Após investigação, os vereadores constataram que a denúncia não tinha fundamento legal. Contudo, identificaram dúvidas sobre aplicação da lei entre a população. A situação motivou planejamento de campanha de esclarecimento sobre direitos das gestantes.
O que garante a legislação
A Lei Municipal nº 14.291/2025 assegura às gestantes do SUS o direito de optar pela cesariana e acessar analgesia durante trabalho de parto.

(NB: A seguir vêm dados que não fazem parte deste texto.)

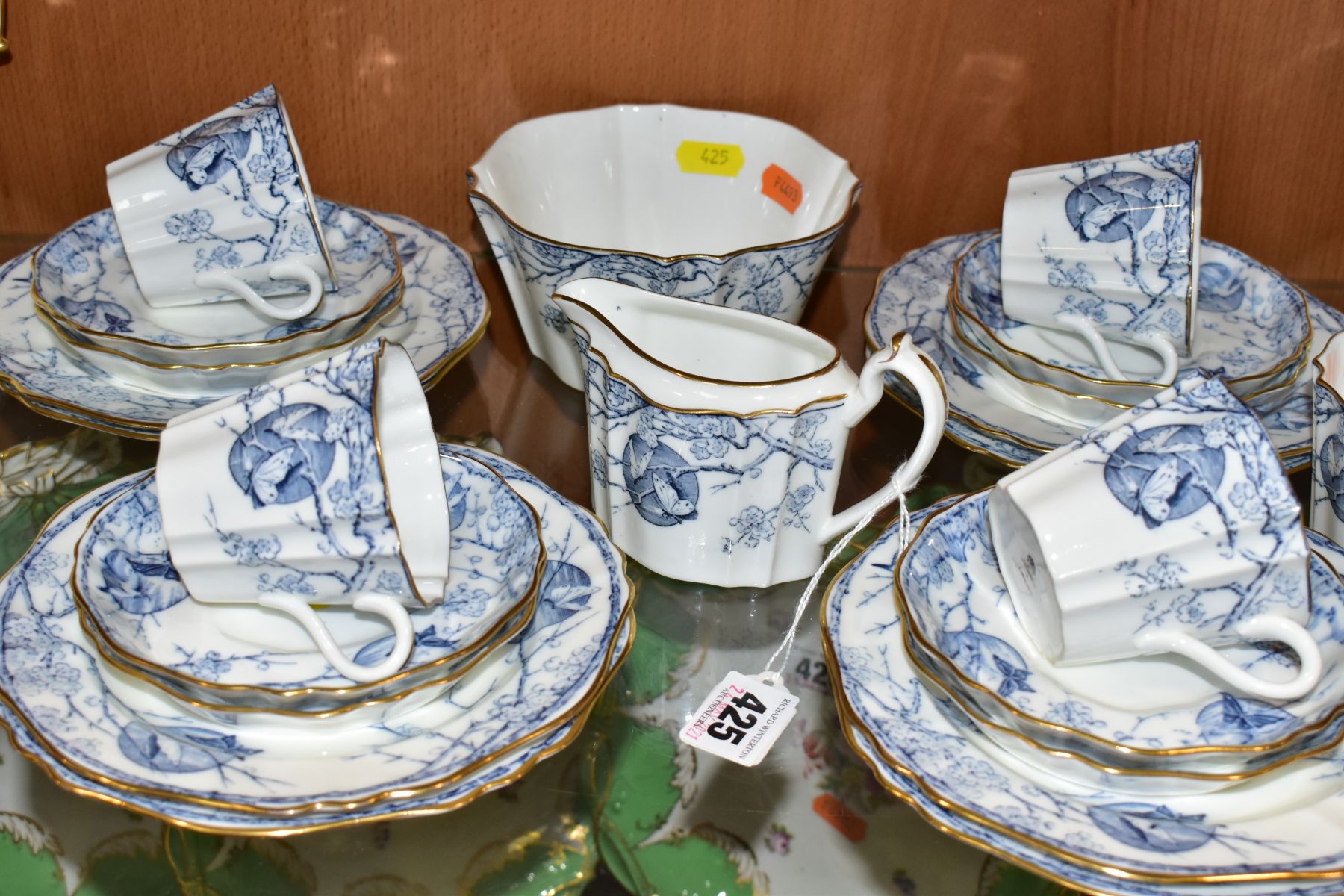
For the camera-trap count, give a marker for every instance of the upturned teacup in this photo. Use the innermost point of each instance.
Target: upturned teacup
(222, 210)
(1169, 529)
(1108, 249)
(320, 487)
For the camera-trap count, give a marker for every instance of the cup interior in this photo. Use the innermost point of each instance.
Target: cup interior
(414, 479)
(611, 178)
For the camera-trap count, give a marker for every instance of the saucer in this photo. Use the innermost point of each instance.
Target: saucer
(1251, 329)
(443, 314)
(84, 284)
(1045, 864)
(1280, 827)
(983, 414)
(246, 657)
(529, 689)
(1171, 715)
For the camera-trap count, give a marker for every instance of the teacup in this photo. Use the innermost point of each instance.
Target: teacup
(1328, 442)
(717, 435)
(222, 210)
(1108, 249)
(1169, 529)
(320, 487)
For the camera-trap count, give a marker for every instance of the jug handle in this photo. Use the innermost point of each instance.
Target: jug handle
(907, 361)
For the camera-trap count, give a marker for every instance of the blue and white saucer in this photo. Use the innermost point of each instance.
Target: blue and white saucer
(984, 414)
(443, 314)
(85, 285)
(241, 659)
(1270, 836)
(512, 709)
(1251, 328)
(1169, 716)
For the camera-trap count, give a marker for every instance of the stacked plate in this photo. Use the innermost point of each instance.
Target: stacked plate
(226, 719)
(82, 344)
(1016, 391)
(1128, 777)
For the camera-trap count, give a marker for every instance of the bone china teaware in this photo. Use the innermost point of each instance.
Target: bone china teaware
(1172, 528)
(718, 207)
(717, 435)
(320, 487)
(222, 210)
(1108, 249)
(1328, 442)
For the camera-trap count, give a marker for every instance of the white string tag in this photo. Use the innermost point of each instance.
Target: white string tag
(745, 715)
(741, 719)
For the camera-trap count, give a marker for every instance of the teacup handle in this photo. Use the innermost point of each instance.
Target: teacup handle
(905, 359)
(1266, 628)
(382, 605)
(280, 270)
(1156, 341)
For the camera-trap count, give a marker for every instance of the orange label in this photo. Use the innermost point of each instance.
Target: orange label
(783, 188)
(840, 817)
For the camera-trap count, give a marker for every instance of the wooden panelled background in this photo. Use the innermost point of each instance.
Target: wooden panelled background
(933, 101)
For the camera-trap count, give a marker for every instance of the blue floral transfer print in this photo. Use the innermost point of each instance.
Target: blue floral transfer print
(494, 576)
(285, 455)
(1167, 472)
(972, 786)
(282, 457)
(246, 164)
(1109, 205)
(959, 602)
(50, 675)
(668, 462)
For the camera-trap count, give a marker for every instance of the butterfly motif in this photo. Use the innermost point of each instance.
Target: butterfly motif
(1012, 679)
(672, 503)
(1157, 491)
(268, 474)
(1120, 184)
(1250, 714)
(1152, 828)
(141, 582)
(287, 425)
(1100, 217)
(640, 455)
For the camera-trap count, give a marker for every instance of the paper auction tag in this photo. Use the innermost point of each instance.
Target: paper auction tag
(783, 187)
(699, 158)
(741, 719)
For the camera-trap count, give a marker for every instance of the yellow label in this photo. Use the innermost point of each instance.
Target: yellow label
(699, 158)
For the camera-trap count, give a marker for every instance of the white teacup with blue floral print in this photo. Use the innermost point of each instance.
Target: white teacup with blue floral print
(222, 210)
(1327, 514)
(320, 487)
(1169, 529)
(717, 435)
(1108, 249)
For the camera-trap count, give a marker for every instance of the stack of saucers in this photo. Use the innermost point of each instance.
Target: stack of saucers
(1019, 388)
(217, 267)
(1137, 774)
(225, 718)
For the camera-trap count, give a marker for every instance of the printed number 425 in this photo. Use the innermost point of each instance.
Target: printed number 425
(739, 727)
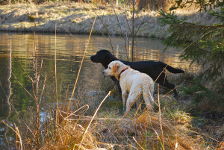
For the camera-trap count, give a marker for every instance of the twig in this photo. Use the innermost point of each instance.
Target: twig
(84, 134)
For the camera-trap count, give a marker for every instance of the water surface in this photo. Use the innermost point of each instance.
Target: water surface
(28, 59)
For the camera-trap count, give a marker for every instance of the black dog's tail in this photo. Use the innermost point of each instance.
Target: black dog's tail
(173, 70)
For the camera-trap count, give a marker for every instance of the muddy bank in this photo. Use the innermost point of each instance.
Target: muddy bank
(78, 18)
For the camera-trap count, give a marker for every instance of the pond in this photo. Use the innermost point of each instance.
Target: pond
(28, 60)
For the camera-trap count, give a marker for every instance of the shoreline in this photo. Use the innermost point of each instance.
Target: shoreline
(77, 18)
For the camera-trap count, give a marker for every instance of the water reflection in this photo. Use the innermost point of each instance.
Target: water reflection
(19, 53)
(24, 55)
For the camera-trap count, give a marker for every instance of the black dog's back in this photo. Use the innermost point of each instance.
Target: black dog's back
(155, 69)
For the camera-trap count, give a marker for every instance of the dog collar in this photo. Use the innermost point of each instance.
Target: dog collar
(121, 73)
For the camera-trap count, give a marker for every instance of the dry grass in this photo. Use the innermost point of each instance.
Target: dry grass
(140, 132)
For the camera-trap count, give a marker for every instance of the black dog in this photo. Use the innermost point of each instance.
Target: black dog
(155, 69)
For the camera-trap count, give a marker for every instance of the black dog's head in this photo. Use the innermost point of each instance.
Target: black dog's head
(104, 57)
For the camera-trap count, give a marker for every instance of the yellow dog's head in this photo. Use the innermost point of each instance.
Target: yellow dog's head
(115, 68)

Esses direitos estão condicionados aos critérios estabelecidos pela norma municipal.
A escolha pela cesariana é garantida a partir da 39ª semana de gestação. Antes desse período, a via de parto segue sendo definida por critérios técnicos e médicos, priorizando segurança materna e fetal.
Análise do caso denunciado
O caso analisado envolvia gestação que ainda não havia atingido 39 semanas. Conforme a lei, nessa situação a conduta médica deve prevalecer com base em avaliação clínica apropriada.
Campanha de esclarecimento
Os parlamentares destacam que a campanha orientará população sobre alcance da legislação. O objetivo é esclarecer quando gestante possui direito de escolher cesariana e quando depende de indicação médica.
A iniciativa busca ampliar conhecimento sobre a lei e evitar interpretações equivocadas. Gestantes receberão informações corretas sobre direitos e funcionamento da assistência obstétrica no município.